News of the staff reduction sent shares down 13% to $9.93 a share in New York trading. Several analysts are questioning Nortel’s reliance on a fading cellphone network technology and its withdraw from a new technology that may be the future of telecommunications.

“The big question that looms over the company’s head is: when we look out over three or four years, is Nortel still relevant to their target markets?” said David Hodgson, an analyst with Genuity Capital Markets in Toronto. “Nortel continues to cover a lot of bases, and one questions whether the company has the money and the scale to continue its very broad-based approach.”

In a conference call, Mike S. Zafirovski, Nortel’s chief executive, acknowledged during the call that the company was not a market favorite.

“We’re not blind to the skepticism facing us,” he said

Gimme Credit, a debt analysis firm, said that Nortel’s revenue and profit come almost entirely from sales of wireless software and equipment based on an aging technology known as C.D.M.A. This technology is used in North America but isn’t used much in other parts of the world. Currently G.S.M. is the global standard, and Nortel is a relatively small supplier of this system.

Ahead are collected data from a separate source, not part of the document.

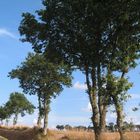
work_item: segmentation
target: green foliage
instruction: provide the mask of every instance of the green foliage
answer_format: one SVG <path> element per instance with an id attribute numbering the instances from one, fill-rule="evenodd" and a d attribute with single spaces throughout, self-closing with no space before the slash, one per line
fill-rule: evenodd
<path id="1" fill-rule="evenodd" d="M 19 27 L 23 41 L 30 42 L 37 52 L 47 53 L 50 48 L 59 52 L 75 68 L 84 73 L 87 69 L 90 77 L 93 69 L 96 72 L 100 67 L 100 77 L 94 76 L 95 84 L 100 83 L 95 88 L 100 89 L 99 94 L 110 91 L 102 88 L 107 85 L 102 81 L 109 78 L 109 71 L 124 75 L 136 67 L 140 57 L 138 0 L 44 0 L 43 5 L 36 12 L 39 20 L 30 13 L 23 14 Z M 109 83 L 111 94 L 120 94 L 120 101 L 126 99 L 124 93 L 132 86 L 128 79 L 115 78 L 114 74 L 110 78 L 115 80 Z"/>
<path id="2" fill-rule="evenodd" d="M 130 123 L 128 123 L 126 121 L 124 122 L 124 124 L 123 124 L 123 129 L 124 130 L 133 131 L 133 128 L 134 128 L 133 122 L 130 122 Z"/>
<path id="3" fill-rule="evenodd" d="M 137 107 L 132 108 L 132 111 L 134 111 L 134 112 L 136 112 L 138 110 L 139 110 L 139 108 L 137 108 Z"/>
<path id="4" fill-rule="evenodd" d="M 37 15 L 23 14 L 22 40 L 36 52 L 53 50 L 86 75 L 95 130 L 105 118 L 100 117 L 103 106 L 110 103 L 118 108 L 120 123 L 132 86 L 125 74 L 140 57 L 139 0 L 43 0 L 43 5 Z"/>
<path id="5" fill-rule="evenodd" d="M 8 117 L 9 113 L 5 109 L 5 107 L 0 106 L 0 120 L 3 121 Z"/>
<path id="6" fill-rule="evenodd" d="M 6 106 L 6 105 L 3 105 L 3 106 L 0 106 L 0 120 L 3 121 L 3 120 L 9 120 L 9 118 L 11 117 L 11 108 Z"/>
<path id="7" fill-rule="evenodd" d="M 120 104 L 130 98 L 127 91 L 132 87 L 132 83 L 128 82 L 127 78 L 120 78 L 113 74 L 107 76 L 107 91 L 110 92 L 110 97 L 117 98 Z"/>
<path id="8" fill-rule="evenodd" d="M 56 97 L 63 86 L 71 86 L 71 71 L 61 64 L 53 64 L 43 55 L 29 53 L 26 61 L 12 70 L 9 76 L 18 78 L 26 94 L 41 94 L 41 97 Z"/>
<path id="9" fill-rule="evenodd" d="M 39 117 L 44 118 L 44 134 L 46 135 L 48 113 L 50 111 L 50 102 L 52 98 L 59 95 L 64 86 L 70 87 L 72 76 L 68 65 L 63 61 L 52 63 L 49 54 L 29 53 L 26 60 L 16 69 L 9 73 L 9 76 L 19 79 L 20 87 L 26 94 L 35 94 L 38 96 Z"/>
<path id="10" fill-rule="evenodd" d="M 108 124 L 108 130 L 110 130 L 111 132 L 114 132 L 115 131 L 115 125 L 113 122 L 110 122 Z"/>
<path id="11" fill-rule="evenodd" d="M 27 100 L 24 94 L 18 92 L 10 94 L 10 98 L 5 104 L 5 108 L 9 110 L 10 116 L 15 115 L 14 124 L 17 123 L 19 114 L 23 117 L 26 113 L 32 114 L 35 109 L 34 105 Z"/>
<path id="12" fill-rule="evenodd" d="M 43 0 L 37 17 L 24 13 L 19 31 L 35 51 L 53 48 L 70 63 L 135 67 L 139 57 L 139 1 Z"/>
<path id="13" fill-rule="evenodd" d="M 12 114 L 20 113 L 21 116 L 24 116 L 25 112 L 32 114 L 35 108 L 34 105 L 27 100 L 24 94 L 18 92 L 10 94 L 9 101 L 5 106 L 11 110 Z"/>

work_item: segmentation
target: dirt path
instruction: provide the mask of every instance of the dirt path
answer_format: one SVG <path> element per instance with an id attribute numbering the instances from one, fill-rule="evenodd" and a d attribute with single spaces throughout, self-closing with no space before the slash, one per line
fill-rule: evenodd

Now both C.D.M.A. and G.S.M. are on the way out to be replaced by a faster, more data-friendly technology, U.M.T.S. Nortel has abandoned its efforts in U.M.T.S. Analysts are asking what Nortel is going to do to offset the inevitable decline for C.D.M.A.

Nortel is working on products for the next generation of wireless networks but it will face tuff competition from larger firms. It has been ten years since Nortel began promoting a unit that makes equipment for high-speed local, rather than nationwide or global, networks. Little has come of this initiative.

Nikos Theodosopoulos, an analyst with UBS Securities, isn’t sure what will work for Nortel, but he thinks Nortel should jettison most of its current businesses and focus on select precuts and services.

“I don’t know what the magic formula is,” he said. “But I know the magic formula is not ‘all of the above.’ ”

Ms. Noland agreed that Nortel was spread too thin. “Right now they’re muddling along,” she said. Though there is not a crisis, she added, there also “doesn’t seem to be a clear path for improvement.”